Zu Volkshelden gemacht
Aus der ganzen Welt hagelt es Kritik an dem Prozess, Amnesty International erklärt die drei Frauen zu politischen Gefangenen. Viele ausländische Musiker solidarisieren sich mit der Band, zuletzt gestern der Ex-Beatle Paul McCartney. Popstar Madonna sorgt für einen Skandal als sie bei ihrem Moskauer Konzert die Freilassung der Frauen fordert und vom russischen Vizepremier dafür als Hure beschimpft wird.
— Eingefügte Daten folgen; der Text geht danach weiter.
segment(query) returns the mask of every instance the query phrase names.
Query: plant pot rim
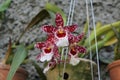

Die Obrigkeit habe den Fall klar unterschätzt, sagt Politikwissenschaftler Alexej Malashenko vom Carnegie-Center in Moskau: "In einer normalen Gesellschaft wäre so etwas gar nicht weiter aufgefallen. Faktisch hat die Obrigkeit aus diesen unbekannten Mädchen, deren Aktion ich gar nicht kommentieren will, ein Art Volkshelden gemacht."
Schaden für Kirche
Den größten Schaden wird, ist Malashenko überzeugt, die russisch-orthodoxe Kirche davontragen. Nach dem Zerfall der Sowjetunion hatte sie sich gerade so etwas wie den Status einer moralischen Autorität erworben. Der Prozess habe aber die extrem enge Verbindung zwischen Staatsführung und Kirchenführung aufgezeigt, die Vertrauenswerte in die Kirche seien seit Prozessbeginn deutlich gefallen und immer wieder kommt es zu Protestaktionen in und vor Kirchen, zuletzt gestern in Moskau und am Dienstag sogar in der russisch-orthodoxen Kirche in Wien. Malashenko: "Unsere Obrigkeit ist ziemlich dumm, sie versteht nicht, dass sie sich mit dieser Angelegenheit selbst schadet. Wenn unser beleidigter Präsident die ganze staatliche Macht, die Gerichte, gegen ein paar Mädchen einsetzt ,fangen Sie an einem Leid zu tun. Es zeigt wie schwach unsere Führung ist", sagt Politikwissenschaftler Malashenko. In der ganzen Welt sind heute Solidaritätskundgebungen mit Pussy Riot geplant, das Urteil soll am frühen Nachmittag bekannt gegeben werden.